Even so, Elliott says that many airlines will take care of passengers even if they aren’t obligated to.

“As a practical manner, airlines will help passengers because it’s the right thing to do. But it’s not in the contract of carriage.”

Related: 15 Passengers Kicked Off Planes in One Week—What’s Going On?

You get stuck on the tarmac for hours

This is every passenger’s nightmare. You board the plane with the assumption that takeoff is imminent. Instead, you spend the next couple of hours sitting on the tarmac while the airline deals with a mechanical problem, incomplete paperwork, or traffic on the runway. Luckily, it’s illegal for passengers to be kept waiting for too long.

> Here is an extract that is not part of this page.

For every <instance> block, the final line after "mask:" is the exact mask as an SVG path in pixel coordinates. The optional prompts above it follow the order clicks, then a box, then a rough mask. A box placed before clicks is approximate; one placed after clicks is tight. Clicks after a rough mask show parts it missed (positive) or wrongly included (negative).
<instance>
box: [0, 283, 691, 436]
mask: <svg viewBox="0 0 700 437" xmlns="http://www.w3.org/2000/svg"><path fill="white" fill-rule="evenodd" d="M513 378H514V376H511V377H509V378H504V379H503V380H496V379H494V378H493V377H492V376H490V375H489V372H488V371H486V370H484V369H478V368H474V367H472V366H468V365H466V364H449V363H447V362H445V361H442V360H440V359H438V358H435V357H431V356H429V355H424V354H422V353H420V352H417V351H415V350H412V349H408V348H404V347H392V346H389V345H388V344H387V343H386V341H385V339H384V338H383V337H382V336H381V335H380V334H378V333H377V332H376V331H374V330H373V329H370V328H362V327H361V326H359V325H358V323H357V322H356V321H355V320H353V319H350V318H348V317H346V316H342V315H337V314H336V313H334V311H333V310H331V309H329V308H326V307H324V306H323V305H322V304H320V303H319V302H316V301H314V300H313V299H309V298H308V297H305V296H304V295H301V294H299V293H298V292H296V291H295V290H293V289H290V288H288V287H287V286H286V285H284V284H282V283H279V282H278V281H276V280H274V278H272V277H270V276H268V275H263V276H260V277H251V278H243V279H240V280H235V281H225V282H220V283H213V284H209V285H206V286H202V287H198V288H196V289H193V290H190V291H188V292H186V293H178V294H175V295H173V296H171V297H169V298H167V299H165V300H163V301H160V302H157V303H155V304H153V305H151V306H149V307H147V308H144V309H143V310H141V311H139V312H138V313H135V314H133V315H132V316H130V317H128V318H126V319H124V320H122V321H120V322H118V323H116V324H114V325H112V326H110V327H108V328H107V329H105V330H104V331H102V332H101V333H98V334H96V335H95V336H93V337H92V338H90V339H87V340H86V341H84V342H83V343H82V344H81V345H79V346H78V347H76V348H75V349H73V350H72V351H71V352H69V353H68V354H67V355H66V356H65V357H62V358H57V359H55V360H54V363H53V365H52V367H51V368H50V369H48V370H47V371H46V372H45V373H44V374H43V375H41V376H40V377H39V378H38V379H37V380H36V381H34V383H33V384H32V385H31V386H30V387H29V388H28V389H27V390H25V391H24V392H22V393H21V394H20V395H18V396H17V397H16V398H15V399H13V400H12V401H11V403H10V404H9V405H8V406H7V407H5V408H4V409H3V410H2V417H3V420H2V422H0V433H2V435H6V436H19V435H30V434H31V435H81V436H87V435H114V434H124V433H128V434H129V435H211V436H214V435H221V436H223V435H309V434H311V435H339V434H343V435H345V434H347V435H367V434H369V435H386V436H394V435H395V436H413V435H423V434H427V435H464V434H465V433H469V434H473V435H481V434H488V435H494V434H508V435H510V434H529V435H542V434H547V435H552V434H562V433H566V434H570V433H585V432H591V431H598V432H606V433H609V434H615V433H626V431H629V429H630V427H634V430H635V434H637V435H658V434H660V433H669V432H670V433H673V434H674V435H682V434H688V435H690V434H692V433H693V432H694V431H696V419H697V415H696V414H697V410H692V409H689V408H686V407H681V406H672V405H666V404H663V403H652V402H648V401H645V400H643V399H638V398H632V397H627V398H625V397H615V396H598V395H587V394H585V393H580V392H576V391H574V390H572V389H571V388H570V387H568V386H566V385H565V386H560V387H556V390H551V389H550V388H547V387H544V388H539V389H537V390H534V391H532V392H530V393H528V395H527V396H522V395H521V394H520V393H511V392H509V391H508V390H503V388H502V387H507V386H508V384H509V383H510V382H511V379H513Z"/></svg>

According to the DOT, an airline cannot keep you on a plane on a tarmac for more than three hours on a domestic flight (four hours on an international flight) without allowing you to get off if you wish. Additionally, after two hours, the airline has to give you food and water, provide updates every 30 minutes, and insure that the lavatories are in working order.

As far as compensation is concerned, passengers don’t get anything if an airline violates tarmac rules. Instead, the DOT will fine the airline, and the payout can be hefty.

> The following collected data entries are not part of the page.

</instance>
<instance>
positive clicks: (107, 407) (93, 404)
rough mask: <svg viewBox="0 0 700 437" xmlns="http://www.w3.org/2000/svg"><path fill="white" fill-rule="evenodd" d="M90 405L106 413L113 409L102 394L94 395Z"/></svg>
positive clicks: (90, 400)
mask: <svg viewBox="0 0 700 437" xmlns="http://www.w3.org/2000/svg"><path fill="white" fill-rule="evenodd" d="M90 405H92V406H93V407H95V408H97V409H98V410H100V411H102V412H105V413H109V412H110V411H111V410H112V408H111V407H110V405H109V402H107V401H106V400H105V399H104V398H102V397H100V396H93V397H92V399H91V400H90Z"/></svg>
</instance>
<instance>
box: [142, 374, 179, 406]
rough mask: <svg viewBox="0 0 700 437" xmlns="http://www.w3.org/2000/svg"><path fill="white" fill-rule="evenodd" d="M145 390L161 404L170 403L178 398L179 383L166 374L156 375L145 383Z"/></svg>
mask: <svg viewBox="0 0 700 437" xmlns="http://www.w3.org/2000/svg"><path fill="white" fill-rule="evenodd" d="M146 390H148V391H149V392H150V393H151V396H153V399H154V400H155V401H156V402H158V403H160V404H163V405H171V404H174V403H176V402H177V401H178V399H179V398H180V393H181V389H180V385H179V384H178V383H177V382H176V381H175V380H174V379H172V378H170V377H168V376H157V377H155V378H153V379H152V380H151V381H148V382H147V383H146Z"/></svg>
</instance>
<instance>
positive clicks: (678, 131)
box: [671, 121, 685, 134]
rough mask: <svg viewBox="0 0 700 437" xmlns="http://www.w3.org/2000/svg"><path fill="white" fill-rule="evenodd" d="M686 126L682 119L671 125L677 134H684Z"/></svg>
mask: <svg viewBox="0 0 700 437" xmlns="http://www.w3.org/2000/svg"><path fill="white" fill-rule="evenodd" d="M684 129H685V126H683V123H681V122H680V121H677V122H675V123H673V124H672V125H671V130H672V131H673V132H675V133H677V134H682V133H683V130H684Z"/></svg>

“In January, the DOT fined Southwest Airlines $1.6 million for failing to let off passengers on 16 delayed flights,” says Elliott. “Since then, airlines have been following the rules very closely.”

Tip: Fly-Rights is the DOT’s consumer guide for airline travel, and it is easily accessible if you need a quick reminder of your rights. 

You’re bumped because of space

The truth is, most airlines overbook their flights—it’s not illegal. But in the instance that a flight is overbooked and a passenger doesn’t volunteer to take a later flight, the airline has no choice but to involuntarily bump someone off.

While being told you can’t board would certainly ruin your day, the DOT requires every airline to provide denied boarding compensation in the form of a check or cash.

But there are rules. If the airline can get you to your destination within one hour of your scheduled arrival, it doesn’t owe you anything. However, if the alternative travel plans get you to your destination between one and two hours after your original scheduled arrival time (between one and four hours on international flights), the airline must pay you an amount equal to 200 percent of your one-way fare, with a $675 maximum.

If the substitute transportation gets you to your destination more than two hours later than the original flight (four hours on international flights), or if the airline does not make any substitute arrangements, it must pay you an amount equal to 400 percent of your one-way fare, with a $1,350 maximum.

While getting involuntarily bumped isn’t common, it does happen. According to the DOT’s Air Travel Consumer Report, 13,363 passengers were involuntarily bumped from their flights between April and June. The biggest offender was Southwest Airlines, which involuntarily denied boarding to 4,436 passengers during that period of time.

Related: Is Your Luggage Lost? Here’s How to Get It Back—Fast!

Your luggage is delayed

No matter what the airline tells you, you have rights from the moment your luggage is misplaced.

“I’ve seen an airline actually hand people cash for incidentals when their luggage was misplaced,” said Elliott. “They can’t leave you high and dry.”

Each airline has different rules regarding baggage outlined in its contract of carriage, and it usually asserts a limit to the airline’s liability for delayed, lost, or damaged check baggage.

Across the board, on domestic trips the airline can invoke a liability ceiling that is regulated by the DOT and adjusted for inflation every two years. That limit is currently $3,500 per passenger for lost baggage.

On international round trips that originate in the United States, the liability limit is set by a treaty called the Montreal Convention. The international limit is worth about $1,675.